Sometimes, a child may fill the outline of the person with one colour, but this may not match what behaviour is happening on the outside. For example, the child could be acting out with angry temper tantrums or be completely withdrawn, however their outline is covered in just one emotion: fear.
Anger and disengagement can mask more vulnerable and raw emotions like sadness or fear.
When I personally take the time to shave down the layers of an emotional outburst, it usually comes down to “I’m scared.”
This may not be the reality in every case; however, it can give us insight into what may be happening under the surface.
This is an unfamiliar and uncertain time. Children are extremely empathic and can pick up on the stress that this virus is having on our daily lives. It’s often scarier when things aren’t being said as they can tell that the energy has shifted, but they don’t know why. With the recent news of schools in Ontario not returning this year, despite initial excitement, this can be scary and a big loss for kids. Loss of routine can mean a loss of control.
We may all be feeling a lot of big complicated emotions right now and not know how to express them. What we are feeling on the inside may not be what we are expressing on the outside.
How can we help our children increase their emotional vocabulary and express feelings in a positive way? How can we do the same as adults?
Here are a few ideas that may work with kids and kids at heart:
Name it to Tame it
The idea “name it to tame it” is a strategy to help make sense of our experience and feel more in control. When big emotions are out of control (right-brain) telling the story of what’s upsetting us (logical left-brain), integrates the brain, names the fears and helps to tame them.
Rose, Bud, Thorn
Many of our routines have disappeared. Having a simple daily check-in with each other is a great way to put words to emotions. A popular check-in tool is “Rose, Bud, Thorn.” This is good to do at dinner time or at the end of the day.

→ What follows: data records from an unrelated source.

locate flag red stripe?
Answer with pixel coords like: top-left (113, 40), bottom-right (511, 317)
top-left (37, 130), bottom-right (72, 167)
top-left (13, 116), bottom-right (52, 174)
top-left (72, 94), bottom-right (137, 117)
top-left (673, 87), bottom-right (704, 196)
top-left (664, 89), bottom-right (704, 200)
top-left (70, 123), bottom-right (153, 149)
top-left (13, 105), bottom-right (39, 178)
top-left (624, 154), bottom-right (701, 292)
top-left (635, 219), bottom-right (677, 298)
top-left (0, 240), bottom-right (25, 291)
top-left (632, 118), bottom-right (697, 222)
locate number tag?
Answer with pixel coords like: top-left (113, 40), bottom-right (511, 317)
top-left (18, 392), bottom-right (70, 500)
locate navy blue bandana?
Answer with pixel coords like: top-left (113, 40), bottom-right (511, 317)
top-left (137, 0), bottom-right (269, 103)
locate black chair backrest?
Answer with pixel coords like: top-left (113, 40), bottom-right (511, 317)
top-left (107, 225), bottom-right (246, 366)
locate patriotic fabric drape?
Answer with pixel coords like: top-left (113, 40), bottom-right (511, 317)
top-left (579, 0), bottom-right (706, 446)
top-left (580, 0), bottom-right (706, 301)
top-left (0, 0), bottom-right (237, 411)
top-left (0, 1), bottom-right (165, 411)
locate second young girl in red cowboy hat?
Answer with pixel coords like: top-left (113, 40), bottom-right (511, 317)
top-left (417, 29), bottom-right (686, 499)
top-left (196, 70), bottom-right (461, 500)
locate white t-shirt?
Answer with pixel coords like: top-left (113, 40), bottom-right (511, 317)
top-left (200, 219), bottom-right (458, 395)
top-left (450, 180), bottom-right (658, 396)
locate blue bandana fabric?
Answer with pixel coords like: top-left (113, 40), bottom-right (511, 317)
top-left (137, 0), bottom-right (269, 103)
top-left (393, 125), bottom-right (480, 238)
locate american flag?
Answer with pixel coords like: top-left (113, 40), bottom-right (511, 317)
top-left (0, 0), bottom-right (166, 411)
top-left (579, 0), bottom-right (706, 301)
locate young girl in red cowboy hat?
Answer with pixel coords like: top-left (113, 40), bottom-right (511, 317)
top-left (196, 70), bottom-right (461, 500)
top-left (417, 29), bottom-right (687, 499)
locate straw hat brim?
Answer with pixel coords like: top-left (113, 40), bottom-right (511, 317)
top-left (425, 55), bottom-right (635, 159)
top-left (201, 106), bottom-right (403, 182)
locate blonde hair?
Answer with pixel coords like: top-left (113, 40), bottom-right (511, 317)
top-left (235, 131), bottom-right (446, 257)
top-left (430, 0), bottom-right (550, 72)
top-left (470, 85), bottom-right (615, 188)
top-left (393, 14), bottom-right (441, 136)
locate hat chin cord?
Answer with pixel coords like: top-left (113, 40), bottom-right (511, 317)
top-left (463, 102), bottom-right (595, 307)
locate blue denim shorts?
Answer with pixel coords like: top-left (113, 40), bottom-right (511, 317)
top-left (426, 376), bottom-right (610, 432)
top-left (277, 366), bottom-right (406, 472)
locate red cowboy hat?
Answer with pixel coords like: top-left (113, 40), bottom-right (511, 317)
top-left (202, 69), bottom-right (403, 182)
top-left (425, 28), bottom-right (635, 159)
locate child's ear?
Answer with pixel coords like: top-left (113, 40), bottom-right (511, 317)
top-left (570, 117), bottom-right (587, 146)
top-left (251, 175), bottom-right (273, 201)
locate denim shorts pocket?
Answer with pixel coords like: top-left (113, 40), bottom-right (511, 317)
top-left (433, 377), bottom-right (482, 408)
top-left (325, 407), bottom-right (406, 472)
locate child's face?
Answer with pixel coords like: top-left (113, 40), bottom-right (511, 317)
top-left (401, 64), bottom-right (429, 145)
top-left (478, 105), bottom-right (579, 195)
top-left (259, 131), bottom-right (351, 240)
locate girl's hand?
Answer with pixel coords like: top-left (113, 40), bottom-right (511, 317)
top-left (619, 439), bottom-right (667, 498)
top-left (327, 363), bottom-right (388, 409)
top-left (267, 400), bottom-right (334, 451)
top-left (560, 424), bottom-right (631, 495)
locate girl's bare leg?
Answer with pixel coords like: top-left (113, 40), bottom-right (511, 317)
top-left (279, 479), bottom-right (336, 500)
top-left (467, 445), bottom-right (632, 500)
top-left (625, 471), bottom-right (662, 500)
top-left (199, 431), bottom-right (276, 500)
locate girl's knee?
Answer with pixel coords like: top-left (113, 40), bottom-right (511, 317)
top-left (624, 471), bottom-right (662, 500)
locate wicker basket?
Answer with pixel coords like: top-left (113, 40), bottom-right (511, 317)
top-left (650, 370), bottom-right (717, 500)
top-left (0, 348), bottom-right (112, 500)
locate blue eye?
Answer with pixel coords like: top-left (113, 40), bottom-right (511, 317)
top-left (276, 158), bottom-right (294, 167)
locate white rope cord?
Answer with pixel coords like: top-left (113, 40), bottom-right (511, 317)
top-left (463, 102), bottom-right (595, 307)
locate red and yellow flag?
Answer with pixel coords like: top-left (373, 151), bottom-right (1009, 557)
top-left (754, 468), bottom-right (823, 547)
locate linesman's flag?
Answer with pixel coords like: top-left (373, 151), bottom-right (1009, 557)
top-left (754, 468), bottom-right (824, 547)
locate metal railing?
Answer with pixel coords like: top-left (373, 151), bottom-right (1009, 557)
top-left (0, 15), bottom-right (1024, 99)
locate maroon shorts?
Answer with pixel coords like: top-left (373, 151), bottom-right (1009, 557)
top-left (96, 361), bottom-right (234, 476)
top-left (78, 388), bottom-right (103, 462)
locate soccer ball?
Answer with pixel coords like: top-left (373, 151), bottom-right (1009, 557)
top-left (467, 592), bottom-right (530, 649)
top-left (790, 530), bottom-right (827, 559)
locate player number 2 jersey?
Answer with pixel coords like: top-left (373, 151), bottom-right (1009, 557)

Rose: share your favourite part of the day
Bud: share something you are looking forward to doing tomorrow
Thorn: share your least favourite part of the day
Some of the best conversations take place while doing something else. Play is a child’s language and sometimes, to talk about big feelings, it’s easier to play while doing it. We can gain insight into their inner worlds or it may just be a great way to distract ourselves. Doing activities your kids like to do makes them feel connected and more secure. This goes for adults too.
Providing space for kids to express themselves and acknowledge that it’s okay to feel a lot of feelings right now is a wonderful way to support them in this bizarre time we’re in.
Nicki Gallo is a Certified Play Therapist. She runs play and creativity workshops and is not afraid to use glitter. She is a retired Toronto SickKids Hospital therapeutic clown and is currently creating online content to help children recognize and express emotions with her new clown, Emerald. You can check out the videos here.
We are super excited to have Nicki joining our collective. She’ll be helping to support and assist in making sure we can continue to offer you inspiring and educational events and community initiatives (as soon as we’re able to). Nicki is excited to be offering amazing workshops and one on one sessions to support families and individuals in our community. She is magic and reminds us to stay connected to our inner spark of joy and play, she looks forward getting to know you better!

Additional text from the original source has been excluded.